Preparing the environment

To measure the program runtime we can use the python-flamegraph package. Usually it would be preferable to get it from the upstream repository, but it's outdated and it doesn't work on a modern Python version.

Luckily many people maintain more up-to-date forks. We have to find out one with the necessary changes and with the features we may be intersected on, and review the intermediate commits to make sure no malicious code has been introduced. Usually at this point I prefer to keep it simple and, as long as we don't actively profile something in production (or exposed to the internet), we can do with the minimal changes that makes it compatible with out Python version. Looking for this I've opted for nickodell's fork. (It you are looking for something more serious check this note).

To install this version of the package directly from GitHub we can run:

  pip install git+https://github.com/nickodell/python-flamegraph.git

The last step will be to clone this repository so we can generate the Flame Graph from the measures: https://github.com/brendangregg/FlameGraph

  git clone https://github.com/brendangregg/FlameGraph

Measuring and analyzing

Once everything's ready we can measure our program with this command:

  python -m flamegraph -o measure.log sample.py

This will produce a measure.log file with the necessary data. To convert this into a Flame Graph image we can run this (adapting the initial path to the directory where we have cloned the brendangregg/FlameGraph repo):

  FlameGraph/flamegraph.pl measure.log > measure.svg

This will produce a measure.svg file that we can open with a browser:

./medida1.svg (Click here to open it on interactive mode)

We can observe that, disproportionately, most of the execution is spent on the fibonacci function, so let's optimize it. How we do this varies from function to function, in this case lets convert it from a naive recursion to an iteration:

  def fibonacci(n):
      """Test function, now optimized."""
      seq = [0, 1]
      while n >= len(seq):
          seq.append(seq[-1] + seq[-2])

      return seq[n]

If we run this code we can see that most of the execution time is now gone:

  $ time python sample.py
  [Test] Fibonacci(5):   5 = 5 ?
  [Test] Factorial(5): 120 = 120 ?
  Result:  10333147966386144929666651337523209227465

  real	0m0,029s
  user	0m0,017s
  sys	0m0,012s

Surprisingly, we can see that it's not necessary to optimize the factorial function even though it's also recursive and we may have considered it was necessary before measuring. Running it on a real environment shows that its execution is fairly efficient.

Closing thoughts

We've seen how using these diagrams we can find where on a program we should focus to optimize it.

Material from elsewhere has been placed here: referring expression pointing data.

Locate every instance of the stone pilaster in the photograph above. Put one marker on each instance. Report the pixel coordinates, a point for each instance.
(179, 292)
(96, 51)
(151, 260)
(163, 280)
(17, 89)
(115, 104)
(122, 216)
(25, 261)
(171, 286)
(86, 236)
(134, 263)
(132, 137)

Usually changing at a single function is not enough to optimize a program, it is an iterative process:

Measure run times
Optimize the function taking the most time
Repeat until we are satisfied with the program execution time

And, to be honest, the goal of this example was to apply this optimization over the two functions, showing this iteration. Ironically, my own presumption that the factorial function was slow was false, so you will have to trust me when I say that it usually doesn't work in a single step 😉. This even goes to demonstrate the most important lesson one can learn about code optimization:

Before changing anything, measure your program!

And that's all I have for you, I hope it is useful. Bye!